Triumph unter dem Triumphbogen

Christopher Froome gewann zum zweiten Mal die Tour de France. Vor dem Finale gab es Schüsse.

Die Top-Stars hielten sich an das ungeschriebene Gesetz, am letzten Tag wurde der Mann im Gelben Trikot nicht mehr angegriffen. So wurde die 21. Etappe der 102. Tour de France zur Triumphfahrt für Christopher Froome. Der 30-jährige vom Team Sky trank schon während er Fahrt über 109,5 Kilometer von Sévères nach Paris ein Gläschen Sekt und posierte für die Fotografen auf den Motorrädern. Der in Kenia geborene Brite holte seinen zweiten Tour-Sieg nach 2013.

Wie erwartet wurde die Etappe mit Ziel auf den Champs-Élysées im Massensprint entschieden, der Deutsche André Greipel hatte einmal mehr sein Rad vorne.

Zufrieden durften auch alle drei Österreicher sein: Matthias Brändle, Georg Preidler und Marco Haller erreichten nach drei schweren Wochen das Ziel.

Schüsse

Ein Zwischenfall sorgte vor der Ankunft der Fahrer in Paris für große Unruhe. Die Polizei musste nahe der Champs-Élysées Schüsse auf ein Auto abgeben, nachdem der Fahrer bedrohlich auf die Beamten zugerast war. Polizeigewerkschafter Luc Poignant meinte, es sei gelungen, das Fahrzeug zwar zu stoppen, doch anschließend konnte der Lenker flüchten. Die Vermutung liegt nahe, dass Alkohol im Spiel war.
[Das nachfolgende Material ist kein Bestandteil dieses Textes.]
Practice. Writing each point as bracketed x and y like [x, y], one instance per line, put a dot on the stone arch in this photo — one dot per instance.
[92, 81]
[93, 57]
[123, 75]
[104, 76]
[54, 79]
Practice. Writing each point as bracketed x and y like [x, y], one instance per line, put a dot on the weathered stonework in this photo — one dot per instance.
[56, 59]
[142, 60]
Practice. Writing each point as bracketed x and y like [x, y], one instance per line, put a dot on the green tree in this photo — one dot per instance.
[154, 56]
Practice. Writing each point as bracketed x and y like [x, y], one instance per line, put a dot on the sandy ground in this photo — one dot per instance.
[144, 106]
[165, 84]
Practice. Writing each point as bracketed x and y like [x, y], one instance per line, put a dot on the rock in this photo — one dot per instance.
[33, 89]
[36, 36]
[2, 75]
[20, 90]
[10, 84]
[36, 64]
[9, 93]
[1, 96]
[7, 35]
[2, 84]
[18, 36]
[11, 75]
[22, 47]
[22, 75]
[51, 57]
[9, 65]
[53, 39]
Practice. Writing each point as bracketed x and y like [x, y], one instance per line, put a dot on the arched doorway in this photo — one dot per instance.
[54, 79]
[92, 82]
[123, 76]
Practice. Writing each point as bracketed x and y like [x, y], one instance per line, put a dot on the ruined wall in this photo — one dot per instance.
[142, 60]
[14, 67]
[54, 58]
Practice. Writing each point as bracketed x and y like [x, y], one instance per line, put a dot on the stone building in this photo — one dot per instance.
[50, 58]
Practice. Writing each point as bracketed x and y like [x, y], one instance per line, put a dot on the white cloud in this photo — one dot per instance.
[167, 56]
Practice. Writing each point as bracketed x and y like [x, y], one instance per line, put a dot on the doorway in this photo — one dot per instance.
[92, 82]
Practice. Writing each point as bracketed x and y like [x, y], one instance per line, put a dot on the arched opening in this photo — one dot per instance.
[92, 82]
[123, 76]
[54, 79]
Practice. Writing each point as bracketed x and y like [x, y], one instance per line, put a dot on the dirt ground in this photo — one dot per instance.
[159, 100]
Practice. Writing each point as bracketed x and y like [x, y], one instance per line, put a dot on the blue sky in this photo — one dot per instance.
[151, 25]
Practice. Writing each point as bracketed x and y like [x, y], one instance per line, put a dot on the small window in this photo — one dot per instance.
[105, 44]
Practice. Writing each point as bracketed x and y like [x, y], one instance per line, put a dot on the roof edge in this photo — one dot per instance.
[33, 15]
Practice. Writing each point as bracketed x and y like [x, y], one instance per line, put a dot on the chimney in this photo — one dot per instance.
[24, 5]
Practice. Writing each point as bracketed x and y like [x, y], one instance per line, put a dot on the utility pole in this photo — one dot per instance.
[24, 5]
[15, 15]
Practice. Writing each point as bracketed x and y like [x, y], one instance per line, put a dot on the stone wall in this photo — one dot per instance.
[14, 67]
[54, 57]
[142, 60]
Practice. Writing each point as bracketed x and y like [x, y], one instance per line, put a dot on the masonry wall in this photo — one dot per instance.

Zuvor hatte der Fahrer angeblich ein anderes Auto gerammt. Die Schlussetappe wurde programmgemäß durchgeführt.

Verdacht

Vergiftet war die Atmosphäre bei der Tour aber wie selten zuvor. Der Doping-Verdacht gegenüber Froome wollte nicht aufhören. Die übermächtige Vorstellung auf der ersten Pyrenäen-Etappe machte misstrauisch. Beispielsweise sprach der Ex-Weltmeister und aktuelle TV-Experte Laurent Jalabert aus Erfahrung, war er doch vor zwei Jahren durch Nach-Analysen von 1998 als EPO-Konsument enttarnt worden. Er empfand Froomes Leistung als "unangenehm anzuschauen". Dopingkünstler Lance Armstrong fragte via Twitter: "Froome sauber?"

Mit der Offenlegung einiger Leistungsdaten wollte Dominator Froome Zweifel an der Korrektheit seiner herausragenden Leistungen zerstreuen. Gelungen ist es ihm allerdings nicht, zumal auch Wissenschaftler mehr Daten forderten.